For as long as I can remember, my expertise in the realms of special stage makeup and pyrotechnics
has been called upon by pantomime producers. Many of the products of the past would today be
soundly denounced by the nanny-statesmen, but they were great fun and much appreciated. I cannot
remember ever having caused any damage to health or property. And I have always looked forward
to being part of the audience in January.
This year my local pantomime was Cinderella, "Little Cinders", known long ago in France
as Cendrillon. The fairy tale on which it is based is thought to be ancient and of Eastern
origin. It reached the German literature in the 16th century and became popular throughout Europe
when Charles Perrault published his Contes de ma mère l'oye in 1697.

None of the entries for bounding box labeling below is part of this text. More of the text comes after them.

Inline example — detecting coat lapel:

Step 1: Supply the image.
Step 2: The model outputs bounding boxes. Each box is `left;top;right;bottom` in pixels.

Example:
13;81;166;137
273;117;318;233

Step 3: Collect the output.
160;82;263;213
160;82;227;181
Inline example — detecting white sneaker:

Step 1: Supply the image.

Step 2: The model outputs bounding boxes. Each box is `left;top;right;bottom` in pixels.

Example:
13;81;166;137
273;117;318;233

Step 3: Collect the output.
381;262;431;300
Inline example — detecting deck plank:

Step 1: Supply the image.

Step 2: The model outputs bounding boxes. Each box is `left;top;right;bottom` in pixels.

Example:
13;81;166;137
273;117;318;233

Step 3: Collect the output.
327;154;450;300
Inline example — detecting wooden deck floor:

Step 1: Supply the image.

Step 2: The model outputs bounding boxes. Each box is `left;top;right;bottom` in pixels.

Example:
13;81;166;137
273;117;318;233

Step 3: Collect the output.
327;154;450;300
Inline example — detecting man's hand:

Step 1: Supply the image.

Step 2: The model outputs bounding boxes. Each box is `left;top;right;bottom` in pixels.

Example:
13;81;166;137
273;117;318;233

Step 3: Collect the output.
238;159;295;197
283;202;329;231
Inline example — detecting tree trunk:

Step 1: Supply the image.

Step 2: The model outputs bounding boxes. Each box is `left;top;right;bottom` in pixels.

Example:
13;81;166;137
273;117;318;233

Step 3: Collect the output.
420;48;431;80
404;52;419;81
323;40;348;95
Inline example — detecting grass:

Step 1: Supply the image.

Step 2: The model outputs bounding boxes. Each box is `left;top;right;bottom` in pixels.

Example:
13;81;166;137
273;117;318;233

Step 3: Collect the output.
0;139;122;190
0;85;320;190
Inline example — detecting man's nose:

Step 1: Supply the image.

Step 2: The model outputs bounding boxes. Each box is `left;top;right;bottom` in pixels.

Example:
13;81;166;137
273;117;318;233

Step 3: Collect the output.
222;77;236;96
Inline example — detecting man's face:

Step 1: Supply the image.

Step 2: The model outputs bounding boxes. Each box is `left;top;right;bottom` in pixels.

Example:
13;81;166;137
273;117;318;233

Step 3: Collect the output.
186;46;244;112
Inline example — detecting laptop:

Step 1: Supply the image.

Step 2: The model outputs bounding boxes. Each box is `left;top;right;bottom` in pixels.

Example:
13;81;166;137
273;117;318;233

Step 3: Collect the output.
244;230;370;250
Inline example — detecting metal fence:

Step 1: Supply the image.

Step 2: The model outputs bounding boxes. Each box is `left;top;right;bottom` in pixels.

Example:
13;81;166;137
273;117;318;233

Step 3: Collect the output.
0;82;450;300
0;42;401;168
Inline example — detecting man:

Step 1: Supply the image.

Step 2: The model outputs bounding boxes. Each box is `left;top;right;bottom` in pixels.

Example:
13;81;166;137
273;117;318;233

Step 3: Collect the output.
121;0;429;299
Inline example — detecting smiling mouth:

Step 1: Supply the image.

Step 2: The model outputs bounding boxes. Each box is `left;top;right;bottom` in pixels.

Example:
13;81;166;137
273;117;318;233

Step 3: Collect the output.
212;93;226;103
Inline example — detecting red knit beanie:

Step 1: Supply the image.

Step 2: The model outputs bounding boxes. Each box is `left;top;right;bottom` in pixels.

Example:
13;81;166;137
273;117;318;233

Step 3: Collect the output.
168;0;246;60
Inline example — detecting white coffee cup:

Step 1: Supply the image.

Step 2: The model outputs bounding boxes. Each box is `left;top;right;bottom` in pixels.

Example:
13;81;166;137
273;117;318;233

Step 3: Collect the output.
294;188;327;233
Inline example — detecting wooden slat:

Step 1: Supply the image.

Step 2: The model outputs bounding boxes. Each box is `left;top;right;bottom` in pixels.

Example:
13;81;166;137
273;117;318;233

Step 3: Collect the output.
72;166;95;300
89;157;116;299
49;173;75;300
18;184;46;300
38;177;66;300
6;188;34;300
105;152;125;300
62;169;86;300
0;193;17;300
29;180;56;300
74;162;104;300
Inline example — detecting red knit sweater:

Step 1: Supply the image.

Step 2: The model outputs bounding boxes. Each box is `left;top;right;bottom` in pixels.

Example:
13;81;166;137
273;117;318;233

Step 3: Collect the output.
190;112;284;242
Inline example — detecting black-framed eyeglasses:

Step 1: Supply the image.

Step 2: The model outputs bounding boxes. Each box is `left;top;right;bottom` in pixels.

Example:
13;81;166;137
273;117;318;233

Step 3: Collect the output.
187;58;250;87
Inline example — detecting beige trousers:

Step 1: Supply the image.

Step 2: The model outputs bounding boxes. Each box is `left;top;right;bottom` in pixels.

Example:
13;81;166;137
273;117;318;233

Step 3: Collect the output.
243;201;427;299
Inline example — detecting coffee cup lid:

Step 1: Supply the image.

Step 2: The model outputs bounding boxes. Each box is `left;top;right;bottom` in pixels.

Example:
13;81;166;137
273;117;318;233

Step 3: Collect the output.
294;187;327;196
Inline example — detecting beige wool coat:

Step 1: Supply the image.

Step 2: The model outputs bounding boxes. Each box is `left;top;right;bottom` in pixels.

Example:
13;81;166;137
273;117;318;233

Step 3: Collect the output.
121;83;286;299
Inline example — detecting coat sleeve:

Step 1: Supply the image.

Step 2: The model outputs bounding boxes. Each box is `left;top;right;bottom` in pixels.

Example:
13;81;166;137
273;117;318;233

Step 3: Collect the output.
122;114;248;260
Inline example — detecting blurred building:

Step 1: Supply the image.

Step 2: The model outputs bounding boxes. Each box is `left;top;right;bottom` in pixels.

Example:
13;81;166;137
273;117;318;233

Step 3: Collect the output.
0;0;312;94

The pantomime differs from most others in not having an animal such as a cat, a cow or a wolf
as a principal character. (It is true that Cinderella's fairy godmother transformed mice into
coach-horses, a rat into coachman, and lizards into footmen, but these creatures do not usually
appear on stage.) Instead, a rather pitiful but generous character called Buttons is the real
hero of the show, and offers the born comic a grand opportunity to shine. When Buttons first
entered the scene is unknown, because he does not feature in Perrault's script. Perhaps he was
invented by John Weaver, the Shrewsbury dancing-master who promoted the pantomime or harlequinade
in 1702.
The serious theme beneath the Cinderella story concerns the relationship of daughters of successive
wives who have to live in some kind of equilibrium with one another and with their common father.
This has always been a tricky situation. The poor baron, a widower, has remarried and thereby
acquired two grown-up daughters who share the pride and overbearing character of their mother,
while his young daughter by his mild-mannered first wife has inherited her loving and modest
character. The haughty sisters, characterised in the pantomime as the Ugly Sisters, tyrannise
their young sister, and are eventually defeated only through the intervention of a fairy godmother,
assisted to a great extent by the comic and acrobatic Buttons. It offers food for thought to
conjure up the idea of a fairy godmother-in-law, and what she might have done to wreck the scenario.
One of the interesting features of Perrault's story is the tracking down of Cinderella through
the loss, at a second royal ball, of a glass slipper which she had shed at the stroke of midnight,
when her godmother's spell ended. The notion of a glass slipper must always strike one as unnecessarily
stupid. It is supposed that when Perrault wrote of it he was really thinking of une pantoufle
de vair, meaning one of fur, but in his original text he undoubtedly wrote une pantoufle
de verre, meaning one of glass. The error became embedded in all our versions of the Cinderella
story, and we have to admit that it adds glitter to the pantomime.